Safety First: Know Your Rights as You Prepare to Protest

Safety First: Know Your Rights as You Prepare to Protest

( – The American people have been protesting since before they were Americans. When the country was founded, and the Bill of Rights was created, it was natural that the Founding Fathers made sure that it was a protected right.

Although protesting is supposed to be protected, it has led to a number of clashes between demonstrators and authorities. There are steps everyone can take to make sure they avoid a messy situation.

What Does The First Amendment Protect?

The First Amendment allows everyone in America to peacefully assemble and express their views. That doesn’t mean that every demonstration will be treated equally, however. Law enforcement authorities and government officials are allowed to place restrictions on protests.

Where Can You Protest?

According to the American Civil Liberties Union (ACLU), individuals who are attending protests have the strongest rights when they are on what’s known as “traditional public forums.” That means when they are at parks, on sidewalks, or places of that nature.
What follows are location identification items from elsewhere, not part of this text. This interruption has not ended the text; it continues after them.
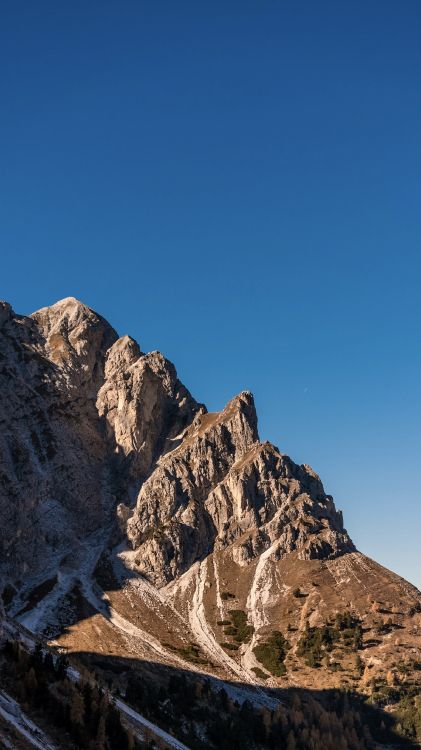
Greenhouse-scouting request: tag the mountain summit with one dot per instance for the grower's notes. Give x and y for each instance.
(131, 516)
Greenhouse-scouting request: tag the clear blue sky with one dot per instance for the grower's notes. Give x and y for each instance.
(237, 184)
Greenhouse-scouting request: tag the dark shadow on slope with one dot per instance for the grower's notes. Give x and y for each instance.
(191, 705)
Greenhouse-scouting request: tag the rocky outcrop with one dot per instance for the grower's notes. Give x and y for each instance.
(96, 432)
(220, 486)
(84, 415)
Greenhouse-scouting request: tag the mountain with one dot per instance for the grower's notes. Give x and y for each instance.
(135, 525)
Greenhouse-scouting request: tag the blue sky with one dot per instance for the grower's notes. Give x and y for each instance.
(237, 184)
They also generally have the right to air grievances in front of government buildings or public property as long as they aren’t interfering with the business the property was designated for or blocking access.

For example, Americans are allowed to protest in front of Congress on Capitol Hill, but they aren’t permitted to enter a lawmaker’s office and stage a sit-in. They can also protest on the sidewalks surrounding the complex but aren’t allowed to block roads.

Stay Off Private Property Without Permission

Protesters do not have the right to enter the private property of a business or individual and begin a demonstration. That can lead to an arrest or a deadly conflict.

Photos and Video

Protesters are allowed to photograph anything they see in plain view if they are lawfully present at a location. They never need permission to photograph or take videos of the police or other public officials if they are in a public space. If a protester is on private property, then the property owner has the right to set the rules.

Peaceful Is the Key Word

Although Americans have the right to assemble, they don’t have the right to cause violence. Assault and causing property damage are not legal forms of protest and can result in arrest.

What To Do if Your Rights Are Violated

If a protester believes a law enforcement officer has prevented them from peacefully protesting, they should write down everything they remember. That includes the officer’s name, patrol car number, badge number, and the department they work for.

The protester should also see if anyone witnessed the incident and get their information. They should also take pictures if they suffered any injuries. They can file a complaint with the agency’s internal affairs division or contact a lawyer for more options.